Memory as a System vs Memory as a File: Google ADK vs soul.py
Google just open-sourced an always-on memory agent built on their Agent Development Kit (ADK). It’s designed to run 24/7 on Gemini 3.1 Flash-Lite, continuously ingesting, consolidating, and serving memory.
This is a fundamentally different approach than what we built with soul.py. Same problem — AI agents have amnesia — but two very different solutions.

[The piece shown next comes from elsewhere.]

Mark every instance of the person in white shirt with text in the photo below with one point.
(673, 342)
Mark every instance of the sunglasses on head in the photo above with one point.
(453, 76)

Google ADK: Memory as a system process
soul.py: Memory as a file primitive
Let’s break down what that means.
The Core Philosophy
Google ADK: Active Consolidation
Google’s agent runs as a daemon. It watches a folder for incoming files, processes them into structured memories, and periodically consolidates — finding connections between memories like the human brain does during sleep.
Incoming Files
│
▼
┌─────────────────┐
│ IngestAgent │───▶ SQLite
└─────────────────┘
│
│ (every 30 min)
▼
┌─────────────────┐
│ConsolidateAgent │───▶ Cross-references
└─────────────────┘
│
▼
┌─────────────────┐
│ QueryAgent │◀─── User questions
└─────────────────┘
The key insight: memory is processed proactively, not just when you query. The system is always working in the background, building connections you haven’t asked for yet.
soul.py: Smart Retrieval
soul.py takes the opposite approach. Memory is just a markdown file (MEMORY.md). Nothing runs in the background. When you ask a question, the system retrieves what it needs using either:
- RAG (vector search) for focused lookups
- RLM (recursive synthesis) for exhaustive queries
User Query
│
▼
┌─────────────────┐
│ Router │ (FOCUSED or EXHAUSTIVE?)
└─────────────────┘
│
┌───────┴───────┐
▼ ▼
┌─────────┐ ┌─────────┐
│ RAG │ │ RLM │
│(vector) │ │(chunks) │
└─────────┘ └─────────┘
│ │
└───────┬───────┘
▼
┌─────────────────┐
│ MEMORY.md │ (plain text)
└─────────────────┘
The key insight: retrieval is intelligent, not storage. The file is dumb. The query path is smart.
Architecture Comparison
| Aspect | Google ADK | soul.py |
|---|---|---|
| Runtime model | Always-on daemon | Stateless per-call |
| Storage | SQLite (structured) | Markdown (human-readable) |
| Processing | Proactive (background) | Reactive (on-demand) |
| Consolidation | Automatic (timed) | Manual or none |
| Identity | None | SOUL.md defines persona |
| Multimodal | ✅ Images, audio, video, PDF | ❌ Text only |
| LLM Provider | Gemini only | Any (Anthropic, OpenAI, Gemini, local) |
| Cost model | 24/7 inference | Pay per query |
| Git-friendly | ❌ Binary DB | ✅ Diffable text |
Code Walkthrough
Google ADK: The Consolidation Loop
This is the heart of Google’s approach — a timer that runs every 30 minutes:
async def consolidation_loop(agent: MemoryAgent, interval_minutes: int = 30):
"""Run consolidation periodically, like sleep cycles."""
while True:
await asyncio.sleep(interval_minutes * 60)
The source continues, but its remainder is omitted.